Cheapo Digital Guitar Effects and Playing Dynamics
There's a reason digital audio has
earned its reputation for sterility, lifelessness, and harshness. Mainly,
it's because it tends to be sterile, lifeless, and harsh. Especially when
used as an electric guitar effect, in my opinion (since most of those
applications tend to be very cheaply made). Electric guitars are generally used in
conjunction with distortion or overdrive. The most natural-sounding
overdrive devices are really vacuum tubes, which many solid-state distortions
are designed to emulate. A natural-sounding overdrive will make use of
playing dynamics and will respond to different string attacks with varying tones
and levels of distortion. Tube amplifiers are generally used with guitars
to help facilitate this desirable behavior. A low-quality digital sampler anywhere in the signal
chain between a guitar and an amplifier will remove this natural
link between the player's hands and the tone of the amp. If you must
use digital effects, keep in mind they are generally best used after
distortion effects (unless you prefer a compressed, dead guitar tone). If your amp's
input stage is overdriven, then using your digital effect in the amp's effects loop will
help to minimize its dynamic-killing tendency (assuming the digital effect can
handle the amp's line-level signal; if not, it's easy enough to add an
attenuator in front of the digital effect's input).
Best Digital Practices
Ideally, the best place to make use of digital effects is
after the guitar amp's speaker, processing either a mic'ed or a
cabinet-simulated, direct-out signal. At this point in the signal chain,
the instrument and amplifier have already done everything they need to do
together (assuming there is an acoustic interaction between the guitar and the
speaker to allow for natural feedback), so the basic tone won't be killed.

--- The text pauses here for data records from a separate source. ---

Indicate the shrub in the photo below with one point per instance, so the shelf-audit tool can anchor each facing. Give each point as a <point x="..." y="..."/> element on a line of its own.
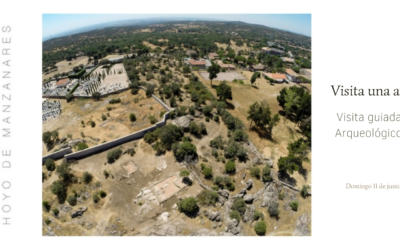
<point x="207" y="110"/>
<point x="82" y="146"/>
<point x="260" y="228"/>
<point x="281" y="195"/>
<point x="56" y="211"/>
<point x="207" y="172"/>
<point x="72" y="200"/>
<point x="153" y="120"/>
<point x="304" y="191"/>
<point x="294" y="205"/>
<point x="87" y="177"/>
<point x="102" y="194"/>
<point x="96" y="198"/>
<point x="188" y="205"/>
<point x="134" y="91"/>
<point x="258" y="215"/>
<point x="50" y="164"/>
<point x="239" y="205"/>
<point x="184" y="173"/>
<point x="58" y="188"/>
<point x="266" y="175"/>
<point x="230" y="167"/>
<point x="69" y="97"/>
<point x="255" y="172"/>
<point x="46" y="205"/>
<point x="132" y="117"/>
<point x="234" y="215"/>
<point x="106" y="174"/>
<point x="113" y="155"/>
<point x="207" y="197"/>
<point x="273" y="209"/>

In the same way, when recording, going first into analog tape
and then converting to digital may warm up the signal and create a more
natural-sounding result.
Obviously, the higher quality your digital equipment and the
higher sample rates and word lengths you use, the better results you will get.
Technology Improvements
I think that the emerging 24
bit/96khz standard is a move in the right direction. Unfortunately,
the consumer audio CD format standard is still 16 bit/44khz for the time
being. The next big thing, however, is called DSD, Direct Stream
Digital, by Sony (see
http://www.dsdproaudio.com/html/dsd_sacd_explained.html)
By sampling a signal at 2.8 Mhz (2,822,400 per second) using only one bit
(On/Off), the audible result is virtually indistinguishable from analog, and the
capacity is increased to 4.7 GB for the same physical size disc. The
dynamic range is also increased to beyond 120db.